Emacs buffers internally uses a single multibyte character encoding 
(emacs-mule); similarly Allegro Lisp uses 16 bit Unicode, tsdb++ uses 
utf8, etc. Individual buffers can use various encodings for i/o to 
files, the terminal, processes, etc. So the *common-lisp* buffer uses 
one encoding to talk to Lisp (if we use an encoding such as emacs-mule 
or utf8 we can be assured all characters can pass in either direction), 
but a different setting for saving to a file (which we don't care about 
anyway). Each buffer associated with a TDL file will internally 
represent characters as emacs-mule, but when saving/reading to/from the 
filesystem uses a separate encoding (the default set at Emacs startup 
from the OS locale, or set by set-language-environment, or set by the 
"-*-...-*-" header in individual files). Keyboard input uses an encoding 
set at Emacs startup (and not changed by set language environment, 
although other commands could change this if there was any reason to do 
so).

M-x describe-current-coding-system displays the encodings associated 
with the current buffer. Eg.

==
Coding system for saving this buffer:
  Not set locally, use the default.
Default coding system (for new files):
  1 -- iso-latin-1 (alias: iso-8859-1 latin-1)
Coding system for keyboard input:
  u -- utf-8 (alias of mule-utf-8)
Coding system for terminal output:
  u -- utf-8 (alias of mule-utf-8)
Coding systems for process I/O:
  encoding input to the process: = -- emacs-mule
  decoding output from the process: = -- emacs-mule
Defaults for subprocess I/O:
  decoding: 1 -- iso-latin-1 (alias: iso-8859-1 latin-1)
  encoding: 1 -- iso-latin-1 (alias: iso-8859-1 latin-1)
==

> i fear that will be harder to set up reliably for
>emacs(1) than just one consistent scheme and create potential for user
>confusion (and i have seen difficulties pasting in X across encodings).
>  
>
I agree that we need one consistent scheme. I would like to do this by 
(i) minimizing the number of per-grammar settings and (ii) minimizing 
further the number of per-user settings (eg. the lines they must add to 
their Emacs config file). So I would propose that

- Emacs-Lisp interprocess communication should always be set to 
emacs-mule (or unicode -- either one, it doesn't matter),
- the grammar files themselves should specify their encoding (to the 
LKB, by setting *locale* in the script, and potentially also to Emacs, 
via the "-*-...-*-" header),
- if the "-*-...-*-" header is not used, each user running the grammar 
must specify set-language-environment in their Emacs config file

We should also recommend that people use Unicode (utf8) whenever 
possible. This would mean that everyone could simply use

(set-language-environment "utf-8")

and will increasingly be the default of the OS in many cases anyway.

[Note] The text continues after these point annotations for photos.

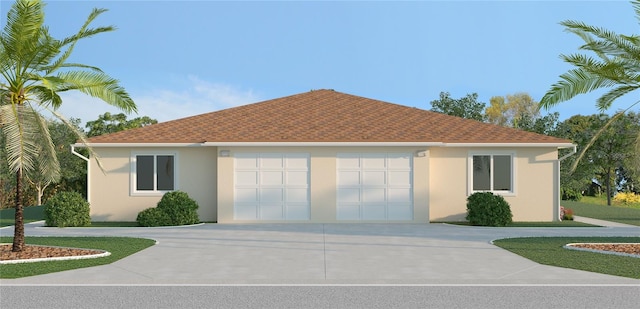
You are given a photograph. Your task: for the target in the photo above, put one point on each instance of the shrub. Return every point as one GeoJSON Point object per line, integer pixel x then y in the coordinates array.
{"type": "Point", "coordinates": [153, 217]}
{"type": "Point", "coordinates": [566, 213]}
{"type": "Point", "coordinates": [571, 194]}
{"type": "Point", "coordinates": [487, 209]}
{"type": "Point", "coordinates": [180, 207]}
{"type": "Point", "coordinates": [67, 209]}
{"type": "Point", "coordinates": [627, 198]}
{"type": "Point", "coordinates": [175, 208]}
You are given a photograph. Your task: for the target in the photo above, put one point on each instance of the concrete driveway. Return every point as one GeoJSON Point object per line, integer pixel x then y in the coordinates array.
{"type": "Point", "coordinates": [325, 254]}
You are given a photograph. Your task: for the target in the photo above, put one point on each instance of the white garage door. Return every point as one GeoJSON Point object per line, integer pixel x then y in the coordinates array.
{"type": "Point", "coordinates": [271, 186]}
{"type": "Point", "coordinates": [375, 186]}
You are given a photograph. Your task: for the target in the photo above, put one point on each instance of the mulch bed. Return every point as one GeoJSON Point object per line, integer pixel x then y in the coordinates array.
{"type": "Point", "coordinates": [36, 252]}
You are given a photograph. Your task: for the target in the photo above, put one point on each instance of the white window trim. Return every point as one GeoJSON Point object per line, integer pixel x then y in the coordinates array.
{"type": "Point", "coordinates": [133, 176]}
{"type": "Point", "coordinates": [492, 153]}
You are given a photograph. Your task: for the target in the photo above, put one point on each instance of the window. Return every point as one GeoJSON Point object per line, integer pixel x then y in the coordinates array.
{"type": "Point", "coordinates": [491, 172]}
{"type": "Point", "coordinates": [153, 172]}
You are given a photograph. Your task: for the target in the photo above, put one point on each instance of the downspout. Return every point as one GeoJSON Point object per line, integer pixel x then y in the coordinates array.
{"type": "Point", "coordinates": [79, 155]}
{"type": "Point", "coordinates": [559, 197]}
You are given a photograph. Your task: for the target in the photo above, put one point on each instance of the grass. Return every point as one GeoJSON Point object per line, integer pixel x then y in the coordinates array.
{"type": "Point", "coordinates": [602, 200]}
{"type": "Point", "coordinates": [549, 251]}
{"type": "Point", "coordinates": [624, 215]}
{"type": "Point", "coordinates": [531, 224]}
{"type": "Point", "coordinates": [119, 247]}
{"type": "Point", "coordinates": [30, 214]}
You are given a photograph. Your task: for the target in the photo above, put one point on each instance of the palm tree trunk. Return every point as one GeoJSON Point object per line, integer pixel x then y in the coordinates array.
{"type": "Point", "coordinates": [608, 185]}
{"type": "Point", "coordinates": [18, 232]}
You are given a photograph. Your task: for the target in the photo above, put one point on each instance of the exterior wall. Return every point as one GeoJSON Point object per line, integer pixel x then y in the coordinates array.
{"type": "Point", "coordinates": [536, 183]}
{"type": "Point", "coordinates": [110, 192]}
{"type": "Point", "coordinates": [322, 180]}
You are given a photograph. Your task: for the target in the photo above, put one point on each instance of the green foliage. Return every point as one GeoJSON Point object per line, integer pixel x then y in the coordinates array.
{"type": "Point", "coordinates": [467, 107]}
{"type": "Point", "coordinates": [67, 209]}
{"type": "Point", "coordinates": [175, 208]}
{"type": "Point", "coordinates": [627, 198]}
{"type": "Point", "coordinates": [488, 209]}
{"type": "Point", "coordinates": [153, 217]}
{"type": "Point", "coordinates": [550, 251]}
{"type": "Point", "coordinates": [625, 215]}
{"type": "Point", "coordinates": [120, 247]}
{"type": "Point", "coordinates": [110, 123]}
{"type": "Point", "coordinates": [569, 194]}
{"type": "Point", "coordinates": [512, 109]}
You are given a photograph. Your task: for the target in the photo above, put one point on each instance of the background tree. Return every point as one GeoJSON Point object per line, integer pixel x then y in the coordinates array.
{"type": "Point", "coordinates": [35, 69]}
{"type": "Point", "coordinates": [510, 110]}
{"type": "Point", "coordinates": [110, 123]}
{"type": "Point", "coordinates": [616, 67]}
{"type": "Point", "coordinates": [610, 160]}
{"type": "Point", "coordinates": [466, 107]}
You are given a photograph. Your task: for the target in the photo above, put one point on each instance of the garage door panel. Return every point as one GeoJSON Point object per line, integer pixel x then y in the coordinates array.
{"type": "Point", "coordinates": [271, 186]}
{"type": "Point", "coordinates": [400, 211]}
{"type": "Point", "coordinates": [271, 178]}
{"type": "Point", "coordinates": [399, 195]}
{"type": "Point", "coordinates": [371, 195]}
{"type": "Point", "coordinates": [297, 212]}
{"type": "Point", "coordinates": [349, 212]}
{"type": "Point", "coordinates": [298, 178]}
{"type": "Point", "coordinates": [374, 212]}
{"type": "Point", "coordinates": [374, 186]}
{"type": "Point", "coordinates": [297, 195]}
{"type": "Point", "coordinates": [401, 178]}
{"type": "Point", "coordinates": [271, 195]}
{"type": "Point", "coordinates": [349, 178]}
{"type": "Point", "coordinates": [271, 211]}
{"type": "Point", "coordinates": [269, 160]}
{"type": "Point", "coordinates": [374, 161]}
{"type": "Point", "coordinates": [249, 178]}
{"type": "Point", "coordinates": [243, 211]}
{"type": "Point", "coordinates": [246, 195]}
{"type": "Point", "coordinates": [349, 195]}
{"type": "Point", "coordinates": [374, 178]}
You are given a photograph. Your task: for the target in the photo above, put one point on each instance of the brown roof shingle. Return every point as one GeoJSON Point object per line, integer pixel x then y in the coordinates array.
{"type": "Point", "coordinates": [324, 116]}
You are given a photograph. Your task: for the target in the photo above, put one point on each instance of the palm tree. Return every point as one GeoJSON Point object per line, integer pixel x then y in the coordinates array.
{"type": "Point", "coordinates": [617, 68]}
{"type": "Point", "coordinates": [35, 70]}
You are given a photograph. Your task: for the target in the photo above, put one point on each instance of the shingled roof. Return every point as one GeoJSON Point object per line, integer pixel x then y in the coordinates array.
{"type": "Point", "coordinates": [324, 116]}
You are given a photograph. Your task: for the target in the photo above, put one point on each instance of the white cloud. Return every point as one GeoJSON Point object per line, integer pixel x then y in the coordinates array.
{"type": "Point", "coordinates": [164, 104]}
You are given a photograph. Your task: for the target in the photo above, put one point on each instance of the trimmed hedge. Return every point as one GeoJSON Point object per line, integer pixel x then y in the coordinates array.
{"type": "Point", "coordinates": [67, 209]}
{"type": "Point", "coordinates": [175, 208]}
{"type": "Point", "coordinates": [487, 209]}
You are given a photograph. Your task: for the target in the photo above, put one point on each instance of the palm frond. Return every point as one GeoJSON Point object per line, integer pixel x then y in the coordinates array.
{"type": "Point", "coordinates": [72, 40]}
{"type": "Point", "coordinates": [98, 85]}
{"type": "Point", "coordinates": [21, 134]}
{"type": "Point", "coordinates": [605, 101]}
{"type": "Point", "coordinates": [47, 167]}
{"type": "Point", "coordinates": [80, 135]}
{"type": "Point", "coordinates": [573, 83]}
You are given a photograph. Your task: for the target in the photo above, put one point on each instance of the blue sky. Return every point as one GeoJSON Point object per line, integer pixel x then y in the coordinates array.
{"type": "Point", "coordinates": [181, 58]}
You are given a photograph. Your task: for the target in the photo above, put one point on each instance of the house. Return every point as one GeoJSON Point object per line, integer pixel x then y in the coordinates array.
{"type": "Point", "coordinates": [325, 156]}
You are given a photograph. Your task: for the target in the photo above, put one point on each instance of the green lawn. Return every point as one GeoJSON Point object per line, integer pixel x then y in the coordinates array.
{"type": "Point", "coordinates": [30, 214]}
{"type": "Point", "coordinates": [119, 247]}
{"type": "Point", "coordinates": [550, 251]}
{"type": "Point", "coordinates": [624, 215]}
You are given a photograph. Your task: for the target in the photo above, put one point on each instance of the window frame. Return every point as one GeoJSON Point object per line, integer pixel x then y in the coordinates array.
{"type": "Point", "coordinates": [491, 155]}
{"type": "Point", "coordinates": [134, 176]}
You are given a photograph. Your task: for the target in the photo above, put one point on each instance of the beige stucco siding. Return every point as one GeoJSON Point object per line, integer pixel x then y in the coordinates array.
{"type": "Point", "coordinates": [535, 171]}
{"type": "Point", "coordinates": [110, 193]}
{"type": "Point", "coordinates": [322, 180]}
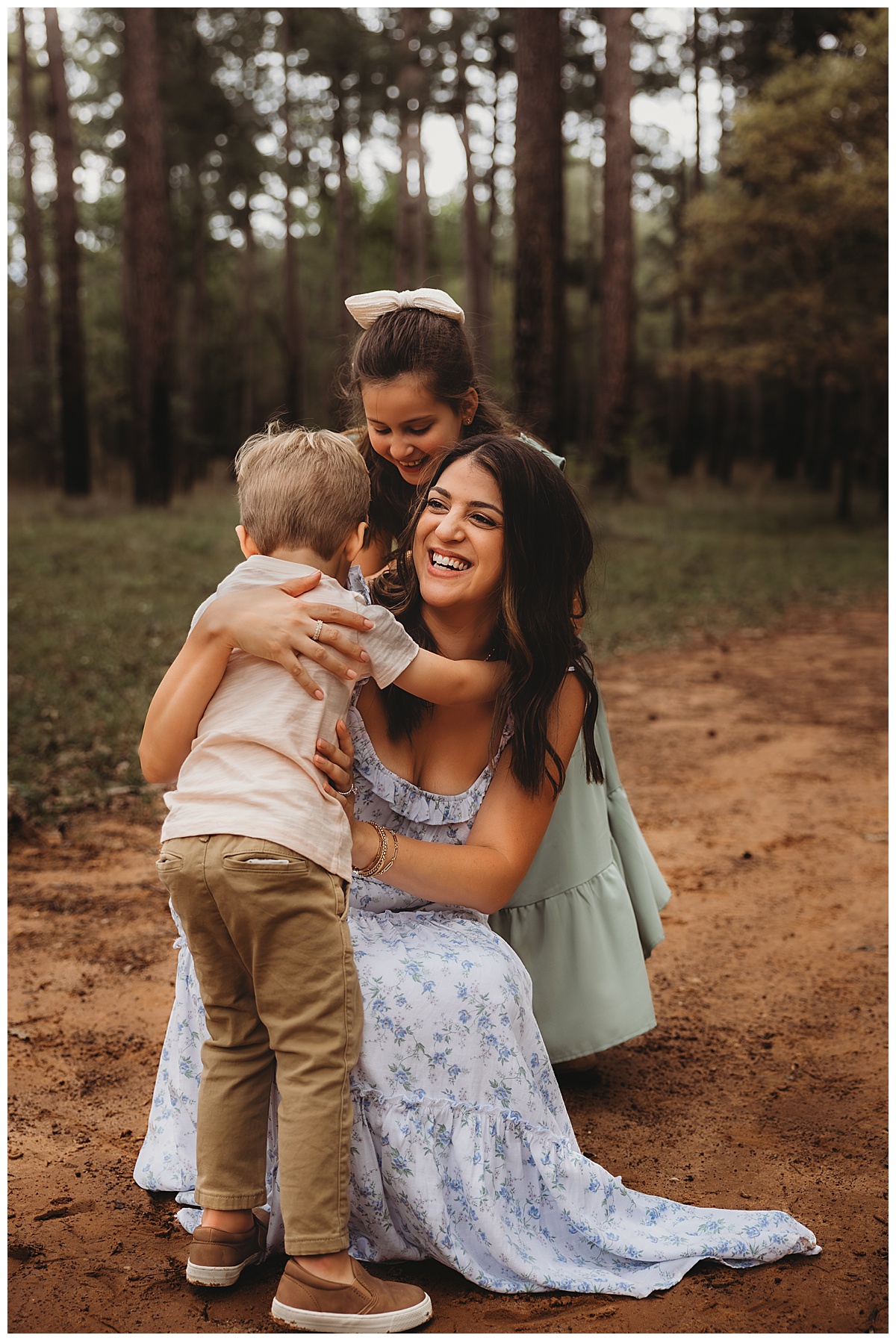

>i am not convinced this level of sophistication is really needed.  some
>of the currently documented procedures are more complex than i think is
>required (today).  for example, the following just works for me (modulo
>substitution of $DELPHINHOME, of course):
>
>  emacs -q &
>  M-x load-file RET $DELPHINHOME/lkb/etc/dot.emacs RET
>  M-x japanese RET
>  (read-script-file-aux "$DELPHINHOME/japanese/lkb/ascript")
>  (do-parse-tty "食べた")
>  
>
But this doesn't work for newbies developing new grammars. I also think 
that in general it's useful to have the option to run the grammars 
without relying on the sophisticated settings in the Emacs config file.

>--- melanie will be visiting here in july, and francis and i expect to
>streamline set-up for JaCY during her visit.
>
>somewhat more high-level, i am inclined to encourage more people to use
>UTF-8, 
>
absolutely

>but in western europe and japan, at least, there appears to be a
>strong, established non-UniCode tradition :-{.